In 2017 Donald Trump began his first presidential term and torpedoed the Obama-Rouhani accomplishment. He denounced the Iran nuclear deal in characteristic hyperbole as the worst deal in American history, withdrew the US from it, and imposed extensive sanctions on Iran.

The American betrayal discredited Rouhani’s foreign policy. Iran’s economy and currency cratered from the impact of sanctions. Massive liberal social protest that started in December 2025 was brutally crushed by government security forces.

Trump chose to take the road leading to war. The US and Israel have been attacking Iran with devastating airstrikes since February targeting government leadership, military sites and infrastructure. Iran has retaliated with airstrikes targeting American allies in the Persian Gulf region, merchant ships in the Strait of Hormuz, and Israel.

Trump advertised himself as dealmaker and peacemaker throughout his successful campaign for a second presidential term.

However, he lacks the diplomatic acumen that enabled Obama and Rouhani to achieve peaceful resolution of issues. When coercive diplomacy failed to secure Iranian submission to his demands, Trump chose war to force submission.

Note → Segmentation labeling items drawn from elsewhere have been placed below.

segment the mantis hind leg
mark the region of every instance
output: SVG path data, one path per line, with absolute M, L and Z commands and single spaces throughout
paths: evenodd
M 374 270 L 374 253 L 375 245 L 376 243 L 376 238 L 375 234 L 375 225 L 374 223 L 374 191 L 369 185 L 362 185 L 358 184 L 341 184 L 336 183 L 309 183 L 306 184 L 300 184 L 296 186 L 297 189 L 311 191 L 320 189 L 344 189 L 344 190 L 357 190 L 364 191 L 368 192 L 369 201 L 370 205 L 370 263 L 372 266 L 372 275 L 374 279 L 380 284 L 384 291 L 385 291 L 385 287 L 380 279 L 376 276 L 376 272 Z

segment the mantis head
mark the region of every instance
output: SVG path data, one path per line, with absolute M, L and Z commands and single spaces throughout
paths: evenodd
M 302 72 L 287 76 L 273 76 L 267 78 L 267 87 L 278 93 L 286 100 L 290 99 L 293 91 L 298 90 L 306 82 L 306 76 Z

Palestinian, Israeli and Iranian civilians have suffered greatly from war since 2023. University of Otago professor Graham Redding poignantly reminded us in a recent ODT column (16.3.26): ‘‘War is always, at best, a tragedy, at worst, a catastrophic failure of human community’’.

  • Richard Byrne is a retired professor of government and history at the University of Maryland Global Campus, now resident in Dunedin.